Psychotherapy 101 – Part 1 | History

On July 2, 2024, the BC Ministry of Health designated Psychotherapy as a health profession under the Health Professions Act. Follow our four-part series to learn more about the history and work of the psychotherapy profession.

Psychotherapy is grounded in personal interaction between therapists and clients, with a goal of improving wellness or mental health for individuals, relationships, families, or groups through inviting change in behaviour, beliefs, emotions and thoughts

History

Psychotherapy is a profession with roots in both medical traditions and in more humanistic and spiritual traditions (to be described in part 2). Arising from 19th century efforts to understand insanity, medical views often assumed that mental problems were the consequence of body-related issues in the individual, leading to a loss of rational functions. With progress in the application of the disease model (identifiable causes lead to specific symptoms, etc.), medicine increasingly focused on biological and chemical imbalances as the causes of mental illness such as melancholia or mania. It was in this context that shock therapy, insulin coma, and frontal lobotomy were historical tools of psychiatry.

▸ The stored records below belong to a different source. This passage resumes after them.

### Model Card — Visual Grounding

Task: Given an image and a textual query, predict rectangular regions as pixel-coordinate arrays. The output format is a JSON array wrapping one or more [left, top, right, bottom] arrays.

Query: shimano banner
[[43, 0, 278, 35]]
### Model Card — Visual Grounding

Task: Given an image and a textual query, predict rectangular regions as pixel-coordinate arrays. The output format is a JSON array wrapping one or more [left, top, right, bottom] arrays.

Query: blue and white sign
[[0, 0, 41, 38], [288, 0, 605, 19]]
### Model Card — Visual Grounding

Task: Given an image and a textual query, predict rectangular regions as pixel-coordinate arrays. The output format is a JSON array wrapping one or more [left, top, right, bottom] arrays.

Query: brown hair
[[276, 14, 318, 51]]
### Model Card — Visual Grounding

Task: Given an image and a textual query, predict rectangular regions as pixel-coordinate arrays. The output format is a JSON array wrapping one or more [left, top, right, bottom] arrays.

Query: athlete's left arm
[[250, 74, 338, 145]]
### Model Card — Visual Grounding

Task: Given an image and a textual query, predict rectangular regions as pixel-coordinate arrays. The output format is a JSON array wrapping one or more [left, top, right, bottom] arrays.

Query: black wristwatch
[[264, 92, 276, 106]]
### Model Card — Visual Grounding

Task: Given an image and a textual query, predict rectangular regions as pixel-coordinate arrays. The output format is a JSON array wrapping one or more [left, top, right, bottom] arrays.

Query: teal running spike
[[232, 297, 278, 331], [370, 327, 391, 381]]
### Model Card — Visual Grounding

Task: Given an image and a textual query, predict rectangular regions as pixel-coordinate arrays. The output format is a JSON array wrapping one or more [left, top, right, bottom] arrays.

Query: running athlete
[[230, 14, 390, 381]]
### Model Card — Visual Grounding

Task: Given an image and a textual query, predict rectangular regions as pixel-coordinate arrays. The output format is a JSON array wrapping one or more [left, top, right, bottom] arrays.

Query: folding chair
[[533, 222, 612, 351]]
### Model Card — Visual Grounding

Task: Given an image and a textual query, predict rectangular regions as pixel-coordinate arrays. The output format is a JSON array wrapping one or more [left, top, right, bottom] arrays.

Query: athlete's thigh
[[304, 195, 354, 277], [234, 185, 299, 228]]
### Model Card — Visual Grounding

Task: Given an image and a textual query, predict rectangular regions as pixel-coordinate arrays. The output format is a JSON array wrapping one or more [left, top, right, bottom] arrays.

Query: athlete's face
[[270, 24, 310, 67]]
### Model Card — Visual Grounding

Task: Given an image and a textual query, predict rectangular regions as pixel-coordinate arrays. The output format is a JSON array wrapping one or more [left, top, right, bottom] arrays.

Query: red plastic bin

This somatogenic (originating in the body) trend is exemplified today in the idea that depression arises primarily from imbalances in a person’s neurotransmitters and in the idea that technologically sophisticated images of brain activity show how thought happens.

Treatment approaches grounded in this tradition often rely on pharmacological agents (medications such as neuroleptics, anxiolytics, and stimulants) as well as on other interventions based on nervous system activity such as forms of feedback. There is usually little emphasis on attending to the client’s emotional experience.